Kelly undergoes surgery. Steve's attorneys request remote appearance at a visitation conference. At five o'clock the evening before, the court denies the request. He boards an overnight flight. When he arrives, Judge Horowitz has already entered a default — granting permanent custody and a five-year order of protection at what was scheduled as a status conference.
Steve seeks a Temporary Order of Protection in New York. The TOP is granted. At the evidentiary hearing, Tara and her attorneys fail to appear. Twice. A second default is entered. Judge Humphreys recuses himself.

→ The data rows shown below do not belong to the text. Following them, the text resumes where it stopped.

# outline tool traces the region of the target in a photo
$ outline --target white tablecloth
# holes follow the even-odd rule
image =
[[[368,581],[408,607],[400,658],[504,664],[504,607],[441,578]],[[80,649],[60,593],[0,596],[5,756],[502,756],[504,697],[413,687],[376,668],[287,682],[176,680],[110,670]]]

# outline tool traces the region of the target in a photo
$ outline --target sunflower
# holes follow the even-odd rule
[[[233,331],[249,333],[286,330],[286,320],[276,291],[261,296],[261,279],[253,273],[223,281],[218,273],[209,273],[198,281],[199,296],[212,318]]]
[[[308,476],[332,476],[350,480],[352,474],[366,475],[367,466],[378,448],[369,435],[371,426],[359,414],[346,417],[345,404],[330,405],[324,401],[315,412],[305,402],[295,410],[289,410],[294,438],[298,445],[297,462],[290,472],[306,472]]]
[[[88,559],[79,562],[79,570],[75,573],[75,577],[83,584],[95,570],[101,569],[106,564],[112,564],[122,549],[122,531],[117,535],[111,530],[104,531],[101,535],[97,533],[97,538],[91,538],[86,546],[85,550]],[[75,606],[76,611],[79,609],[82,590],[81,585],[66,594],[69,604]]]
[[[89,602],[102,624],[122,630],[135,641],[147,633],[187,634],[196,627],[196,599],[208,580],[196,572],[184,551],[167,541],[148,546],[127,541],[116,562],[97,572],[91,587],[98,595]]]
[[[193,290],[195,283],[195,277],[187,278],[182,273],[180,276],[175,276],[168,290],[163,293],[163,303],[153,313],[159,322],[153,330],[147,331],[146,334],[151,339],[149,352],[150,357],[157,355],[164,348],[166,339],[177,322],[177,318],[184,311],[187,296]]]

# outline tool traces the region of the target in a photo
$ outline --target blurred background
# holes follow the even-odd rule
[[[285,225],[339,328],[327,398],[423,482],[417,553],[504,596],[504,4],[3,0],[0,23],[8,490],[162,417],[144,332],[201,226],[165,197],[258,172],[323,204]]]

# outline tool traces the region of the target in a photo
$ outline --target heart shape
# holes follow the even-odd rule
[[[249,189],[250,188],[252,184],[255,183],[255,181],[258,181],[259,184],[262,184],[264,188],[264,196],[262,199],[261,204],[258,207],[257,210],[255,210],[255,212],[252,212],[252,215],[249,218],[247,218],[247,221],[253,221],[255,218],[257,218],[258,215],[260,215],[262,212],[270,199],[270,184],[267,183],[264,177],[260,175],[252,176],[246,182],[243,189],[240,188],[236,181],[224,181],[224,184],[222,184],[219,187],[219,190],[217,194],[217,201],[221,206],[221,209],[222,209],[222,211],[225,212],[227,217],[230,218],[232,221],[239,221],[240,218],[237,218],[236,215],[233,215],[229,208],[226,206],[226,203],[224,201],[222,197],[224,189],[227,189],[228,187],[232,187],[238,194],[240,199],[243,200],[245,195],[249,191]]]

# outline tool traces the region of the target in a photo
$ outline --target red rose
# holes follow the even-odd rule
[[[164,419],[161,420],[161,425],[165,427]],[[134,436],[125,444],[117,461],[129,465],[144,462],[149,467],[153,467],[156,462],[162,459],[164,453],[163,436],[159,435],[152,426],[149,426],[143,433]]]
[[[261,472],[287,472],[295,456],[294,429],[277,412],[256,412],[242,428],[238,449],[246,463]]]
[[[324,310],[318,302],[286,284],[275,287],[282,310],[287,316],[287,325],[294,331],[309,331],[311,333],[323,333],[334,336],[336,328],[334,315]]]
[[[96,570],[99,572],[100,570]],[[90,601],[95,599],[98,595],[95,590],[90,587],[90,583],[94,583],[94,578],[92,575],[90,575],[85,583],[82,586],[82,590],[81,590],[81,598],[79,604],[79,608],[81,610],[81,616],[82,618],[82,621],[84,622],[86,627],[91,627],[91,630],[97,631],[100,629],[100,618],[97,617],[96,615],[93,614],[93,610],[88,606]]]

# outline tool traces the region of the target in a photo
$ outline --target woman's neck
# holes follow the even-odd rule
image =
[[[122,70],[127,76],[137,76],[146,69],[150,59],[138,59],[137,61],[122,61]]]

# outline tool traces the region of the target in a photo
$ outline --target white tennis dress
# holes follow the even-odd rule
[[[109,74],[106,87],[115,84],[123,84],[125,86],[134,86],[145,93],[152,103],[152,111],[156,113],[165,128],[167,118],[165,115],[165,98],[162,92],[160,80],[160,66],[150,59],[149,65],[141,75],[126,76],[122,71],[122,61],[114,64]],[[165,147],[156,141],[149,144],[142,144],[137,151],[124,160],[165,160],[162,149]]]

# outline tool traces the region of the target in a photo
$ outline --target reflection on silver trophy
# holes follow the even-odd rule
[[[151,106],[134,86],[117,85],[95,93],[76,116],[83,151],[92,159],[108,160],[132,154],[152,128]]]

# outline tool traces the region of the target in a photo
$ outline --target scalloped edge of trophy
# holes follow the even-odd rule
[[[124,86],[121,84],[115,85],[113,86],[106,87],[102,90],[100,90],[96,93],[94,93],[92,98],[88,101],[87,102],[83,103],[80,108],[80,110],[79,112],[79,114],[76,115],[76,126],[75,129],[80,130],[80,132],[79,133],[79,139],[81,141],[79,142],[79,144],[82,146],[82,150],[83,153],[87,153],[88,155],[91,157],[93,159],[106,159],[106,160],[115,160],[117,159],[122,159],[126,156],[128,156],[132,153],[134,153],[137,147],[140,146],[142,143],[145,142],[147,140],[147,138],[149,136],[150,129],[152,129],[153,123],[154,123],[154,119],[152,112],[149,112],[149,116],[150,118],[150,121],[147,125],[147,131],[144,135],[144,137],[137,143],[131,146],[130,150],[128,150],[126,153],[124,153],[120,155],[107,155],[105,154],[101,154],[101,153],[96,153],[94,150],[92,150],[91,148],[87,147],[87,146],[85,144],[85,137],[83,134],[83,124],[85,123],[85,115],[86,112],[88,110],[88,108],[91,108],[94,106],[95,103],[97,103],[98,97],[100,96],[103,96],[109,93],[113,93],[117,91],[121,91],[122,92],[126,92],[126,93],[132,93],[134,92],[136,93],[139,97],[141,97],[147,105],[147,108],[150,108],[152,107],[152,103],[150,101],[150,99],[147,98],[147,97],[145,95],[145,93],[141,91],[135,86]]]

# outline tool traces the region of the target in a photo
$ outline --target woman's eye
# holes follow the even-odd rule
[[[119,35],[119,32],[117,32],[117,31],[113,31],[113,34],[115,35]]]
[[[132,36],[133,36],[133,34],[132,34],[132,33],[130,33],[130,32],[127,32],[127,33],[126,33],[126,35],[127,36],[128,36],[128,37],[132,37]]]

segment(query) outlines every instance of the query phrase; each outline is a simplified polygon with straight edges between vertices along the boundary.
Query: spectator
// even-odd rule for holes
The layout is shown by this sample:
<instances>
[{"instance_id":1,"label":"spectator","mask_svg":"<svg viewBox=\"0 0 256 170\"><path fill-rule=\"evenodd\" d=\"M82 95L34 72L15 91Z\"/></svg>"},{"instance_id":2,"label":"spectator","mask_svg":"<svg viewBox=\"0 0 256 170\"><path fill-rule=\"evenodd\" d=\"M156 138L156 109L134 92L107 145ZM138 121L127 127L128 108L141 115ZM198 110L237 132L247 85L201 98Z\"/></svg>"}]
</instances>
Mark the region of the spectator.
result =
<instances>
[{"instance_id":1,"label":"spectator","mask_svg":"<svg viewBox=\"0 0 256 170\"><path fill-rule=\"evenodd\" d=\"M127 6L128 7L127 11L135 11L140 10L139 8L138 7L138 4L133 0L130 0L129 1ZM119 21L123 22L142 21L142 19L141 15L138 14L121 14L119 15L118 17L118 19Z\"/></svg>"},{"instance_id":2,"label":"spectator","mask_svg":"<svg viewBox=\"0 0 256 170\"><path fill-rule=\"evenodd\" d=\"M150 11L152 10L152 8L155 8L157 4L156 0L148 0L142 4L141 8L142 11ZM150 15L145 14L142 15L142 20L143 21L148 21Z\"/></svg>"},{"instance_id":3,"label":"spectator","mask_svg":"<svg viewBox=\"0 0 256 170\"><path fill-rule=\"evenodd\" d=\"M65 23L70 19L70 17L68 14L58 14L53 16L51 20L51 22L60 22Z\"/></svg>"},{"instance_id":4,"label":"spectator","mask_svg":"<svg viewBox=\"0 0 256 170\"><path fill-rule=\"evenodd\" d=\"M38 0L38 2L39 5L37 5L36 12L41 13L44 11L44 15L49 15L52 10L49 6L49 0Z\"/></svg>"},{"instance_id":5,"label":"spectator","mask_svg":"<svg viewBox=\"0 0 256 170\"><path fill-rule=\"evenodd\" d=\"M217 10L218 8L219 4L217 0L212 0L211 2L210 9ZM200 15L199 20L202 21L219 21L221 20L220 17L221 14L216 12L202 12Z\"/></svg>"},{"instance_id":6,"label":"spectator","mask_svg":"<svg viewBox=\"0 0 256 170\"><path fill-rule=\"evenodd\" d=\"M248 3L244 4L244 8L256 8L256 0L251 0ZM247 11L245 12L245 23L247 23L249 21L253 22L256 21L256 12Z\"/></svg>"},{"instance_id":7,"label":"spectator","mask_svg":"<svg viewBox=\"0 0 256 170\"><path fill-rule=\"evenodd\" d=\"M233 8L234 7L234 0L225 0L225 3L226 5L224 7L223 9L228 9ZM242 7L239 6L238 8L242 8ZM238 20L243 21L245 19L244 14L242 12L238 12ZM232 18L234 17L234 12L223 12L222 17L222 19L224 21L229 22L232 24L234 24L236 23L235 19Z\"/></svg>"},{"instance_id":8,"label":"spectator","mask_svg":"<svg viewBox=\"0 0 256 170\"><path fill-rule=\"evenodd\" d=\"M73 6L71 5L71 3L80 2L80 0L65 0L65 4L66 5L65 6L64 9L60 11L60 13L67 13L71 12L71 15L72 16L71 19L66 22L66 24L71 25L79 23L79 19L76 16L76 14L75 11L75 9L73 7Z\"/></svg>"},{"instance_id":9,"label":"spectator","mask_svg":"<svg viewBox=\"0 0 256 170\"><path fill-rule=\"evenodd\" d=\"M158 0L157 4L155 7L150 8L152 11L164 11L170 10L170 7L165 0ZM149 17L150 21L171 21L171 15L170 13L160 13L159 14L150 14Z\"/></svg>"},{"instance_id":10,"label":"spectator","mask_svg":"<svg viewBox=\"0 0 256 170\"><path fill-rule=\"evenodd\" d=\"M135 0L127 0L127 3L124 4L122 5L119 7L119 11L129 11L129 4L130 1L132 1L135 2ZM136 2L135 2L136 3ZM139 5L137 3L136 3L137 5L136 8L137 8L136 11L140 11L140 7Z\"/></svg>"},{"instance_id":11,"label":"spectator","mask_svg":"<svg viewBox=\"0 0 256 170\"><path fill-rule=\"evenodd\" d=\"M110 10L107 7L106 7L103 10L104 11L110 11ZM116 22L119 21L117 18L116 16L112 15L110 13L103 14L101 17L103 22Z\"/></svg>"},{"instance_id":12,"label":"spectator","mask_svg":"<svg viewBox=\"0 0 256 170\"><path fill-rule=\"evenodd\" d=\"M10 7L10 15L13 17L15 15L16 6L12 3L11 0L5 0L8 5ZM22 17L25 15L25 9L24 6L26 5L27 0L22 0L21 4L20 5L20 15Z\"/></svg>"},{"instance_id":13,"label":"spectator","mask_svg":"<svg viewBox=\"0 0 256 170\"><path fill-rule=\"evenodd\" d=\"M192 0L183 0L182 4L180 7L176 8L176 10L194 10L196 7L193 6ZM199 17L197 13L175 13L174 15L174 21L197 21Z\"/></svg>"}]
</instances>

The four poisoning discoveries placed side by side. Lithium in March 2017 — six times normal, no prescription. The Brooklyn night — dissociation, tampered medication, no sample preserved. Abby Tedla's confession — 'she did it all the time.' The Reno bottle — mycophenolic acid at seven times the upper bound, in wine that had been sitting on a shelf for years. What looked like separate incidents becomes a single line drawn across four years and four substances.

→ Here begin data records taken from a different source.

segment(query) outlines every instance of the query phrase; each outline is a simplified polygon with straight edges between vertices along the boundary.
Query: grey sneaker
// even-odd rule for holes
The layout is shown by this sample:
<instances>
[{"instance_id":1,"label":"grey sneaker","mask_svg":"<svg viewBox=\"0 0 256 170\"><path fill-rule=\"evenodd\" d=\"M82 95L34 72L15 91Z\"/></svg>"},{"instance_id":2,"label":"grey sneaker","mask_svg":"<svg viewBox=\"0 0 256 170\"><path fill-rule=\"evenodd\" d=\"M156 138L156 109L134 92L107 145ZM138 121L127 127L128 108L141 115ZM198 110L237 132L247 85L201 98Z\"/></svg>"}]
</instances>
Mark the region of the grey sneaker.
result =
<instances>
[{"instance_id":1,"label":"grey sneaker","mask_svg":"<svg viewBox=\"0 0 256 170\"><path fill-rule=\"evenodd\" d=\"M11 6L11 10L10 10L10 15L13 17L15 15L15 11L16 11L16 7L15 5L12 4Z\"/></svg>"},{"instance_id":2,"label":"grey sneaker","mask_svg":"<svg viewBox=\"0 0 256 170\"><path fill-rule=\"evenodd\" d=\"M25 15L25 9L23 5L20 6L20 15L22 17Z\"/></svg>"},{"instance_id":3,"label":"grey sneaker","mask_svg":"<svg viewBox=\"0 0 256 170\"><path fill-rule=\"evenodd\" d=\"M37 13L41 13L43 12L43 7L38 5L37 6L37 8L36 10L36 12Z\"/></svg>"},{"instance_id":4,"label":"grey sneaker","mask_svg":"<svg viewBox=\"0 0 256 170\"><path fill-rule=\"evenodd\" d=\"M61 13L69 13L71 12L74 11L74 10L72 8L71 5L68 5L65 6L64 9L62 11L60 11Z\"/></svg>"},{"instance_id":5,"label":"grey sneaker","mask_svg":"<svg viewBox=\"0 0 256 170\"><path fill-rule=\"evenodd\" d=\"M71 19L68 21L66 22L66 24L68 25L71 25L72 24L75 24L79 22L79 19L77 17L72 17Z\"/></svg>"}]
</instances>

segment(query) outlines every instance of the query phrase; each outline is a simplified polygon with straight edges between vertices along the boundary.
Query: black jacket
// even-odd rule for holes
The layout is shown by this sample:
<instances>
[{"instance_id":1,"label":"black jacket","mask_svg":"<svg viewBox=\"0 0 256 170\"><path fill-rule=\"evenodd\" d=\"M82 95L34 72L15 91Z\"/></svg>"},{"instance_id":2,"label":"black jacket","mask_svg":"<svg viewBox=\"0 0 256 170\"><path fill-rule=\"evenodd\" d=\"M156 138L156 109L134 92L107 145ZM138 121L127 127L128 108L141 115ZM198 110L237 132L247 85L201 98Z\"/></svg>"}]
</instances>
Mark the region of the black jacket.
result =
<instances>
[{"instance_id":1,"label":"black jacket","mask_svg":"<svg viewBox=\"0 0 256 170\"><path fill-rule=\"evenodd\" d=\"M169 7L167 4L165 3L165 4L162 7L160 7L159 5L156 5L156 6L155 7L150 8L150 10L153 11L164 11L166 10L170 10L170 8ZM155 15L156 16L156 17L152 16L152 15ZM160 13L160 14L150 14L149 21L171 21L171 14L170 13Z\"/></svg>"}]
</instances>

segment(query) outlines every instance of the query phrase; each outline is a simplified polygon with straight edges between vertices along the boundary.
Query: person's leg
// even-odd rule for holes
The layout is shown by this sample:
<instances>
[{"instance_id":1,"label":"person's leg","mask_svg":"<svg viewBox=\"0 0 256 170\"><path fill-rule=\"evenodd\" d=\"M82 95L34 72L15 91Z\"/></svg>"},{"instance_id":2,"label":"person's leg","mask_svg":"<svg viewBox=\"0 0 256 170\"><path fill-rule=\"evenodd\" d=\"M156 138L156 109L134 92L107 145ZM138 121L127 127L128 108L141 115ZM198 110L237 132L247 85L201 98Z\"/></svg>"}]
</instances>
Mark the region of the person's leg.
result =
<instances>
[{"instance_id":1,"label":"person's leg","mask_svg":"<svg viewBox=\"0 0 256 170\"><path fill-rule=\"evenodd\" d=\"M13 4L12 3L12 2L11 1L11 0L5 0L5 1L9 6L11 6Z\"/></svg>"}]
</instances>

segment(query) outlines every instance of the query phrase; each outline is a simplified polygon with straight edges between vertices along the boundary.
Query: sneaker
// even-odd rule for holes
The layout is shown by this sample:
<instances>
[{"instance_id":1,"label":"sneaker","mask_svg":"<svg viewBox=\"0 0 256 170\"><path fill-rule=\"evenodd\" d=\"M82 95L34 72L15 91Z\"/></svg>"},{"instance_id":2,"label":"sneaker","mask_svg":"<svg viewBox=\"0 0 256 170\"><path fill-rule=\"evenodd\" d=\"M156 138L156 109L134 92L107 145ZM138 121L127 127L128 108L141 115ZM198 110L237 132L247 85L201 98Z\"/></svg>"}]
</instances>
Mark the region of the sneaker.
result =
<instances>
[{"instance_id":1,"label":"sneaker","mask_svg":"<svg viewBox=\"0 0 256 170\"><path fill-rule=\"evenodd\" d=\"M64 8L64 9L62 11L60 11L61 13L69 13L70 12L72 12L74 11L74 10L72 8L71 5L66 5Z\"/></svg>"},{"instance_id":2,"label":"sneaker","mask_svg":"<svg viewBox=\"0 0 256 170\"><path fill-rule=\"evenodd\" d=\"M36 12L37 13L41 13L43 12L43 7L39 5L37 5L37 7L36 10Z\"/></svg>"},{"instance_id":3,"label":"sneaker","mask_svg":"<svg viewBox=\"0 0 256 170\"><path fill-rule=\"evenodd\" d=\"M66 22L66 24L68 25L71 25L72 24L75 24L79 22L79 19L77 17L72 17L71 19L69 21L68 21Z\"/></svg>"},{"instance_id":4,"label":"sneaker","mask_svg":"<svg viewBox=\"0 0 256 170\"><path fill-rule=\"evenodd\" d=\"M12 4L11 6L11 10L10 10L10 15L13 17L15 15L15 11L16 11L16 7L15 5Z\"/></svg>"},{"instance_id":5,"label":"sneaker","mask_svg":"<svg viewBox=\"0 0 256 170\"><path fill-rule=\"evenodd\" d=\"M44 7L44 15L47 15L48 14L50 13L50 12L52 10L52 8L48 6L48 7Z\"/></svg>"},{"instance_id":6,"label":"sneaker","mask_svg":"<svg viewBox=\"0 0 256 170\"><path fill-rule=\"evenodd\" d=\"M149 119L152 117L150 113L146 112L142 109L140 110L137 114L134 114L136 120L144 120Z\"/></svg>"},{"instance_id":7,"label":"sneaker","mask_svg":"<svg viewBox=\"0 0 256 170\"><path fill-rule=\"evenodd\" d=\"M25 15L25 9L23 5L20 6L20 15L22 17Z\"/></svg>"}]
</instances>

The case passes to a fourth judge. Schauer vacates the Horowitz default and issues two temporary orders of protection — one against each party. The poisoner and the poisoned are treated as symmetrical threats. Steve tells the court a permanent temporary order does not give him a chance to face his accuser. The court tells him he is muddying the record.
Steve asks the court to let his mother visit Evie instead. Linda Russell — a retired nurse who raised two sons who attended Stanford — drives thirteen hours round trip to Chappaqua. Walsh Sr. turns her away at the door. She persists. She gets the visits. She writes a letter to Judge Schauer documenting what she sees. Kelly publishes it on StevieLovesEvie.com.